Abstract: SSDs and emerging storage class non-volatile semiconductor memories such as PCRAM, FeRAM, RRAM and MRAM have enabled innovations in various nano-scale VLSI memory systems for personal computers, multimedia applications and enterprise servers. This paper provides a comprehensive review on various state-of-theart memory system architectures and related memory circuits for the highly reliable, high speed and low power NAND flash memory based SSDs.
Introduction
The widespread use of NAND flash memories in SSDs (Solid-state drives) has unleashed new avenues of innovation for the enterprise and client computing. The system-wide architectural changes are required to make full use of the advantages of SSDs in terms of performance, reliability and power as shown in Fig. 1 . Especially, the emerging storage class memories (SCM) such as PCRAM, FeRAM, RRAM and MRAM are becoming a viable alternative to commonly used volatile and nonvolatile memories. Being bit-alterable like DRAM and nonvolatile like a flash memory together with CMOS-process compatibility, these non-volatile random access memories have a potential to revolutionize various aspects of the computing platform architectures. This paper introduces low power, highly-reliable and high performance memory system technologies. 
NAND flash memory and Solid-State Drive (SSD)

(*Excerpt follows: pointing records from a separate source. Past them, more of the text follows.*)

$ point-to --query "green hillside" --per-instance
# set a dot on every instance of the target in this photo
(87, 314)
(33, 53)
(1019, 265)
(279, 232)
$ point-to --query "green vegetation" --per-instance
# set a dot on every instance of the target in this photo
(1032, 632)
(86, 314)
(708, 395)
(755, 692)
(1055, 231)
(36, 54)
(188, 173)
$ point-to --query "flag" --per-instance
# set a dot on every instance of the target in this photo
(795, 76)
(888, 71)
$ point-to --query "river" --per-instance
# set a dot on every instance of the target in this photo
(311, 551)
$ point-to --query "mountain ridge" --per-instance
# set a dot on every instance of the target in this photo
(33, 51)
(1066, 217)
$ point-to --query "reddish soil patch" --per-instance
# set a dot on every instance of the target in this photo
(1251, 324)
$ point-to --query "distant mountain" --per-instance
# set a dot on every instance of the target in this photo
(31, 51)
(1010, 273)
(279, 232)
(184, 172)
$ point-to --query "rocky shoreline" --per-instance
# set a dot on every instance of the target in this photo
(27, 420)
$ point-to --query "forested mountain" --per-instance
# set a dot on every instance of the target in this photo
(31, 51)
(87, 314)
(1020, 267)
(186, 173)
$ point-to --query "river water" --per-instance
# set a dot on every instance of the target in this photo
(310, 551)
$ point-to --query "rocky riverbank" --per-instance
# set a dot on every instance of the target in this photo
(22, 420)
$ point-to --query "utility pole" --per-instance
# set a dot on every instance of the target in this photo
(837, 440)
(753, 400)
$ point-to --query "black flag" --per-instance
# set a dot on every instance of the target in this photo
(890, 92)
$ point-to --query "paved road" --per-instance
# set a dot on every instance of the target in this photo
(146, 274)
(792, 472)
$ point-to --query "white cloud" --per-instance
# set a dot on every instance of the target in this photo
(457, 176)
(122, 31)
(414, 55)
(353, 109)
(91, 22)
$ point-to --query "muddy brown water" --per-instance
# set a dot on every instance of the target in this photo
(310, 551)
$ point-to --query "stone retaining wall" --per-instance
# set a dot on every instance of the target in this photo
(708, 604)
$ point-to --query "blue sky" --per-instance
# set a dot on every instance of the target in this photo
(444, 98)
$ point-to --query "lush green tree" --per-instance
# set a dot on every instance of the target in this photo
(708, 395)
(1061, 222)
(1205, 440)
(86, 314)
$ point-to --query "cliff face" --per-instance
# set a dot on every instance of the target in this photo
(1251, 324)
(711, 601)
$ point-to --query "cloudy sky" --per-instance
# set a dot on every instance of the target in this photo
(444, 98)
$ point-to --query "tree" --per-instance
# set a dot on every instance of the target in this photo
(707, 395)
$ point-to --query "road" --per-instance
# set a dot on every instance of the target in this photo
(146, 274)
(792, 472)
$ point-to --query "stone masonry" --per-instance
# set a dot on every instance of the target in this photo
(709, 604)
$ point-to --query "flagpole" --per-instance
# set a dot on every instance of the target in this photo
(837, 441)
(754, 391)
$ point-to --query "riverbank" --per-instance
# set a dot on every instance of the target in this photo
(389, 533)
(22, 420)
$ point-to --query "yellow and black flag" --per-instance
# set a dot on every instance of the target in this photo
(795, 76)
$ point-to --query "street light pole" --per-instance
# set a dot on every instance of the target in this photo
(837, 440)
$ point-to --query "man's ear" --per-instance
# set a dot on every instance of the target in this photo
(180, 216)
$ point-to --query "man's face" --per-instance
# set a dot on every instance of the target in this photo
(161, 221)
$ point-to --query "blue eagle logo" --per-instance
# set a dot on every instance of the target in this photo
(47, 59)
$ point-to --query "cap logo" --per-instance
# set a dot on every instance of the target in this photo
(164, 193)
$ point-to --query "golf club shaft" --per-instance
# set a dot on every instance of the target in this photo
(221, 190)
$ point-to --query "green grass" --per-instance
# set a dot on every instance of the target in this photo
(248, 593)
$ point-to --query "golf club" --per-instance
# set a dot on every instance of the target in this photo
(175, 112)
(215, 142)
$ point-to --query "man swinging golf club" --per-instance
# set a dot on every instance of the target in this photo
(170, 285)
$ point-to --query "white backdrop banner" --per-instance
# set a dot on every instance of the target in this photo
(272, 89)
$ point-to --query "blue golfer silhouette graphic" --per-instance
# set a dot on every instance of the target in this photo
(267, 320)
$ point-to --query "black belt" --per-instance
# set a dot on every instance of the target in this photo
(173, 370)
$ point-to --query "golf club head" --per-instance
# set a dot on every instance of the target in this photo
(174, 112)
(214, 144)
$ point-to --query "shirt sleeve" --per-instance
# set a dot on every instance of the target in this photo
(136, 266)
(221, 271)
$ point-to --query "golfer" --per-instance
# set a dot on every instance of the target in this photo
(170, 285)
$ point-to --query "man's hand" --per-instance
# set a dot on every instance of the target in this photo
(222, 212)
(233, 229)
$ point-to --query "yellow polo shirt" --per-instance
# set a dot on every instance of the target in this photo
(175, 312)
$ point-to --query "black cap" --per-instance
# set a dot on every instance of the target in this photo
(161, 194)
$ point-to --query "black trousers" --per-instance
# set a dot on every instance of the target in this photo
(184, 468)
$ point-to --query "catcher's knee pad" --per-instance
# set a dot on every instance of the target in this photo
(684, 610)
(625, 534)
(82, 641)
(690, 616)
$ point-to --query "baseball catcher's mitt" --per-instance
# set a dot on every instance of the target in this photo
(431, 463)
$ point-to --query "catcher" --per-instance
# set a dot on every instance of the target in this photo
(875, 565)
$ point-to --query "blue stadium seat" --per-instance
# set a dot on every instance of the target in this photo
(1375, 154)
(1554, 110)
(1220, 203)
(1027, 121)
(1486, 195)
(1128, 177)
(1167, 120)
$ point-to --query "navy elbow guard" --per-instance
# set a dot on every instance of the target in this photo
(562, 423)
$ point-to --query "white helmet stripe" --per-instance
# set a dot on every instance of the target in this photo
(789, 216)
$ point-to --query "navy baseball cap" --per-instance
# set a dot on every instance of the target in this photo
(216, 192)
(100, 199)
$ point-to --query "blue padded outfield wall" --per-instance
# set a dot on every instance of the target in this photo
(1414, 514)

Fig . 2 shows the NAND flash memory cell and the chip architecture. In the programming, electrons are injected to the floating gate by applying high voltage to the control gate. As a result, threshold voltage (V TH ) of the memory cell increases. In the erase, electrons are ejected from the floating gate by applying high voltage to the P-well. As a result, V TH decreases. Read voltage (V Read ) is applied to the control gate to read the data. A block consists of many pages. The page is the programming unit and the block is the erasure unit of the NAND flash memory. Fig. 3 shows the hardware architecture of the SSD [1] . SSD consists of many NAND flash memories, a DRAM and a NAND controller. The NAND controller manages the data transfer between the host and the NAND flash memory. For example, error correction and interleaving is performed in the NAND controller. Interleaving is the parallel read/write technique to enhance the SSD performance. Increasing the interleaving number results in large power consumption. The reliability of the NAND flash memory has been degraded as the scaling. Both reliability and power consumption issues should be solved. 3 Highly-reliable and low power signal processing
An intelligent Solid-State Drives, SSDs, which decrease memory errors by 95% and reduce the power consumption by 43% is proposed [2] . Fig. 4 shows the proposed Randomizing Coding and Asymmetric Coding. All "10"-data is the worst case for the reliability due to the large program/erase stress and high electric field during retention. Considering the data retention error is over 100-times more than the program disturb error, the proposed coding improves the data retention by increasing "1"-and "0"-data of the lower and upper pages, respectively. As a result, the "10"-data is reduced to 16%. The total retention error decreases by 95% (Fig. 5 ). Fig. 6 shows the Stripe Pattern Elimination Algorithm (SPEA). When the column-stripe pattern (1010. . . ) is programmed, all of the inter bit-line capacitance is charged, which results in large power consumption. On the other hand, when all "1"-data is programmed, all of the inter bit-line capacitance is eliminated and thus the power consumption is minimized. Fig. 7 shows a waveform of the drawing current of NAND flash memories. With SPEA, the program peak current of 4Xnm and 3Xnm NAND decreases by 35% and 43%, respectively. SPEA is more effective in the scaled NAND because as the memory cell size decreases, the bit-line capacitance as well as of NAND is modified to decrease the population of "10" and "00". the power increase. Fig. 8 shows the photograph of the proposed SSD. Besides the on-board 16 NAND chips, another NAND is implemented in the daughter board for the reliability/power test. Asymmetric Coding reduces memory cell errors by 95% and realizes the highest reliability by working with advanced ECC (Error correcting code) such as LDPC (Low-density parity-check). SPEA decreases the program current by 43%. Fig. 9 shows the proposed dynamic codeword transition ECC scheme [3] . In the conventional scheme, the ECC codeword is fixed at 512 Byte. In the proposed scheme, to keep the BER after ECC below 10 −15 and secure the high reliability of SSD in the market, the error number or W/E cycles are monitored. Then, the ECC codeword is adaptively changed from 512 Byte to 1 KByte, 2 KByte, and so on, when the BER after ECC exceeds 10 −15 . Fig. 10 (a) shows the BER after ECC vs. the raw BER before ECC where the ECC codeword is in the range between 512 Byte and 32 KByte. 104-bit parity per 512 Byte codeword is assumed. Below 10 −15 BER after ECC is required in the market.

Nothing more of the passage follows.